Take, for instance, this post on the relative change in prices of soft drinks and processed fats vs. fruits and veggies. The data’s a bit old now, but what a story. From 1985 to 2000, the real, inflation-adjusted cost of fresh fruits and veggies went up almost40 percent, while the costs of soft drinks went down by nearly a quarter.
Putting the numbers in context: a dollar’s worth of coke in 1985 cost just over 75 cents in 2000. But a dollar’s worth of apples or broccoli rose to almost $1.40.

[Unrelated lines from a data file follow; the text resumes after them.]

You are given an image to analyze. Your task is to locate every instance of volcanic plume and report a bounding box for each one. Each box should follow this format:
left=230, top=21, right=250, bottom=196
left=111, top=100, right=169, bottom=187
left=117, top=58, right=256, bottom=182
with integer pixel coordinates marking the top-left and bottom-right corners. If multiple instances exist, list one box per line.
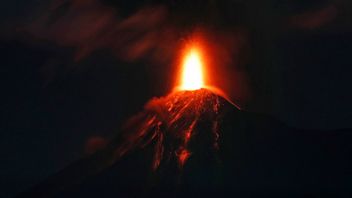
left=116, top=41, right=236, bottom=170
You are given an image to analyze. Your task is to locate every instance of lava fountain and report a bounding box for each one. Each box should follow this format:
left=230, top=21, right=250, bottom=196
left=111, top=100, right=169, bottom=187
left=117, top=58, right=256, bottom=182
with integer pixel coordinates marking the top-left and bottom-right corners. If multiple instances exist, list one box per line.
left=116, top=41, right=238, bottom=170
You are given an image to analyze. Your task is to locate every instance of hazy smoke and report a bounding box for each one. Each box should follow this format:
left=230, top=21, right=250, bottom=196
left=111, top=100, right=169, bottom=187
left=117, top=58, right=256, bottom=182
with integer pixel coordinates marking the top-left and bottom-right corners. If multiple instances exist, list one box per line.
left=23, top=0, right=170, bottom=60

So the incentives are pretty clear: given that median incomes didn’t rise that much over that period, and poverty rates remained constant, there were quite a few folks who pretty much had no choice but to trade apples for Coke. No wonder North Americans (including Cascadians) grew so much heavier over the period.
Jon Stahl
Wow. This is a powerful picture that tells a sad story.
MichelleV.P.
Great thought-provoking post, and which could perhaps germinate some additional food for thought, such as: Throughout the years, haven’t mass-manufactured “fizzy sugarwater drinks” always been cheaper than more labor-intensive and weather-dependent fresh fruits and veggies?And, during those aforementioned 15 years, since expensive organic produce had become increasingly more available on the supermarket scene, perhaps that could also account for the sky-rocketing price differences?
Arie v.
Unfortunately supermarket price trends do not reflect farmer costs and actual costs of food production. Produce prices don’t reflect oversupply unless you find an independent fruit and veggie stand. (Being Dutch-American and raised blue collar, we went through a lot of 10 cent a pound potatoes – hard to do today.)The poultry industry revolutionized in the 1990s and became much more efficient working now on mega-scales. Soft drinks I don’t get, maybe someone else can explain that one. Shipping water around never seemed that efficient to me, I always thought supermarkets would some day end up bottling their own with local H2O.
Dan
This topic was a Harper’s cover story a few years ago: “Let Them Eat Fat”, about having the lower incomes be sated by cheap calories. Folks need to be reminded of this constantly.
dbrook
Very interesting. My question is: why have the prices of (some) fresh stuff gone up and the processed stuff gone down?
Thriving on less driving
I learned in reading The Ominivore’s Dilemma by Micheal Pollan that the answer to why has the cost of processed food gone down is: corn! Foodstuffs with a falling price on the right side of the chart are all based on US government tax-payer subsidized hybrid corn. Farmers get paid by the government per acre of planted corn so, for certainty of income, they overplant. The result is an excess of corn. The cost goes down. What to do with all the corn? Feed it to cows (dairy, redmeat) even though they are grass-eating ruminants and require higher doses of antibiotics to stay healthy on a corn diet. Feed it to chickens. Reduce it into sweeteners. Make it into corn oil. Put it in soda (principal ingredient: high fructose corn syrup). Americans are eating the unhealthy result of their tax money. Micheal Pollan’s book, The Ominivore’s Dilemma, is a great read.